First of all we clearly recommend you try to buy this book, it includes information not only interesting to Shintaido participants but for any person in the martial arts, furthermore, the description of Shintaido’s foundations and basics are very compelling. H. Aoki as the text recounts was one of Master Egami’s important students. When Master Egami founded the Rakutenkai, a group of 30 Shotokai godan and specialists in various Japanese arts with the objective of researching the arts, Mr. Aoki was chosen o guide the group, through this group Mr. Egami fostered the idea of Sogo-Budo or Holistic Martial Art. Once the foundations of a new martial art where established, Master Egami was not able to take off as it’s founder due to his responsibility in Shotokai. Today Master Aoki, the founder of Shintaido, is the director of the International Shintaido Federation.

…After I started practicing karate, I was very surprised. My honorable sempai or “seniors” trained me in a crazy, inexplicable way. The group captain or leader in each generation before me had been a man of high character, and most of the senior members were the same age or younger than I, so I wanted to survive the severe training and live up to their expectations. Often my body would be covered with welts, there would be blood in my urine and I would have to crawl on all fours to the bathroom at night. This type of training is almost impossible to envision in today’s more democratic, moral circumstances. It would have been unnecessary at the time, also, if more effective methods had been available to us.

In the autumn of my second year, about one and a half years after I joined the karate club, Mr. Shigeru Egami, called the “phantom master”, appeared in Tokyo after spending many years in the country. We asked him to teach us as a special instructor. At the same time, I became captain of the Chuo University Karate Club and started to lead classes.

Egami’s teaching was like bright sunshine penetrating the darkness. He had been a great student under Gichin Funakoshi, the founder of modern Karate-do and the first master to bring Karate from Okinawa to Japan. Mr. Funakoshi had told his students that in Karate there are no title matches which would restrict them with rigid rules. Mr. Egami developed this idea by teaching us that the practice of Karate involves competition within oneself. He taught us that if there is an enemy, it is our self. He completely changed the traditional and feudalistic conception of our practice. In addition, his training was quite gentle and strangely soft; he never allowed a sadistic or oppressive feeling to enter our practice. Through his teaching, Karate movement suddenly approached the basic thinking of the artists and philosophers I had always admired in Japan and abroad. He introduced the stream of ki energy and a soft natural movement — unknown in the usual Karate world.

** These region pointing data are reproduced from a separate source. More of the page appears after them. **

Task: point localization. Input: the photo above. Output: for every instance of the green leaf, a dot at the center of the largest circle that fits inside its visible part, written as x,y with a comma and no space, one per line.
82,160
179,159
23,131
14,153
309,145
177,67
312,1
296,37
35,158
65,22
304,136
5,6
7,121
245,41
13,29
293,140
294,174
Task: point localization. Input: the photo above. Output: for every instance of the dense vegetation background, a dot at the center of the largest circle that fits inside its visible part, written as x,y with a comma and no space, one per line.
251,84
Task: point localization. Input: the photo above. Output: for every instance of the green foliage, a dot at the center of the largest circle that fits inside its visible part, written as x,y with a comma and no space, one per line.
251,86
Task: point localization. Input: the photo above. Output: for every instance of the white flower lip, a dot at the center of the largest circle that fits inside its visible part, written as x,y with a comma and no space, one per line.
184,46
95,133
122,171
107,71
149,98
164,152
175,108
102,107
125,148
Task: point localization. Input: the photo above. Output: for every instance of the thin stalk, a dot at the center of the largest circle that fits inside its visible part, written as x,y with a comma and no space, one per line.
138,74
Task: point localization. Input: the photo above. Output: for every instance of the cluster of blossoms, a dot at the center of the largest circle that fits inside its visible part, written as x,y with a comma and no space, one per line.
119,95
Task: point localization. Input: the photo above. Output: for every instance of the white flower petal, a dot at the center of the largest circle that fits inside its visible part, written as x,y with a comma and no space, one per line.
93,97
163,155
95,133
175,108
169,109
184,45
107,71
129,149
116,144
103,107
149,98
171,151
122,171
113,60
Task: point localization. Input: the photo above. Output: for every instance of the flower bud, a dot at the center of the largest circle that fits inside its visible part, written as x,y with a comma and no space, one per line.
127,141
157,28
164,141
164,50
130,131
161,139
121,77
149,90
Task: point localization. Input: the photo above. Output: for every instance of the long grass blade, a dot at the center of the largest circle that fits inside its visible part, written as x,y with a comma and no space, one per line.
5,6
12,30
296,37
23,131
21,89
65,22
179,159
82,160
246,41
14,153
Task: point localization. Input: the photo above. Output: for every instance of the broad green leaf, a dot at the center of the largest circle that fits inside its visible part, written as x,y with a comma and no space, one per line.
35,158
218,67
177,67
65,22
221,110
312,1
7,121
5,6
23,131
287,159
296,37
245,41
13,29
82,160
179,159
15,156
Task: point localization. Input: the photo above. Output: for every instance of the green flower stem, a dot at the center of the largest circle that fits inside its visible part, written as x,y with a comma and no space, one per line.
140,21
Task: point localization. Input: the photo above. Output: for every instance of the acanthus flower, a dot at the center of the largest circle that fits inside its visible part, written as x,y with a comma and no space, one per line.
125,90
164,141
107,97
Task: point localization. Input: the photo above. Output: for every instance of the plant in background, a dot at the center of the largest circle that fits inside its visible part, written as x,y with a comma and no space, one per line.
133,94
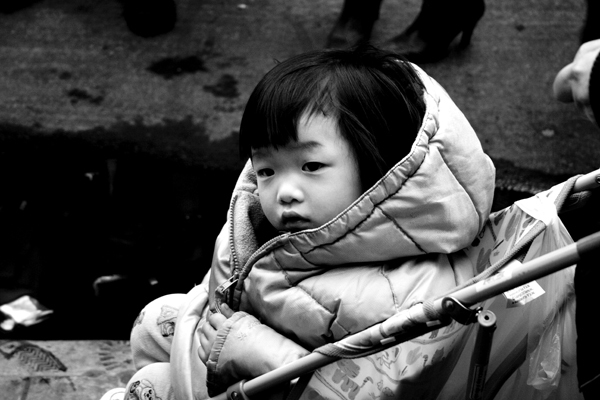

When we started our Karate Club practice under Mr. Egami, he would often say, “Why did Karate become so hard and stiff? It used to be much softer”. He used to say we should always seek softer movements which would be good even for sick and old people. His constant aim was the creation of a modern way of heiho — “a means of training in the day-to-day world” — by arranging the rough and simple fighting methods of the South China Sea area.

Mr. Egami’s teaching is an invaluable guide for anyone seeking a genuine martial art. He taught us to eliminate tension as much as possible through deepening concentration and proper meditation; to use holistic or integral power, rather that strength originating from one part of the body; to develop soft and natural movement with no surplus tension in the shoulders. These are the most basic tenets, not just for Karate, but for all body movements.

Shintaido does not diverge from this theory and I do not believe that it should. To be natural and move as we want is sufficient.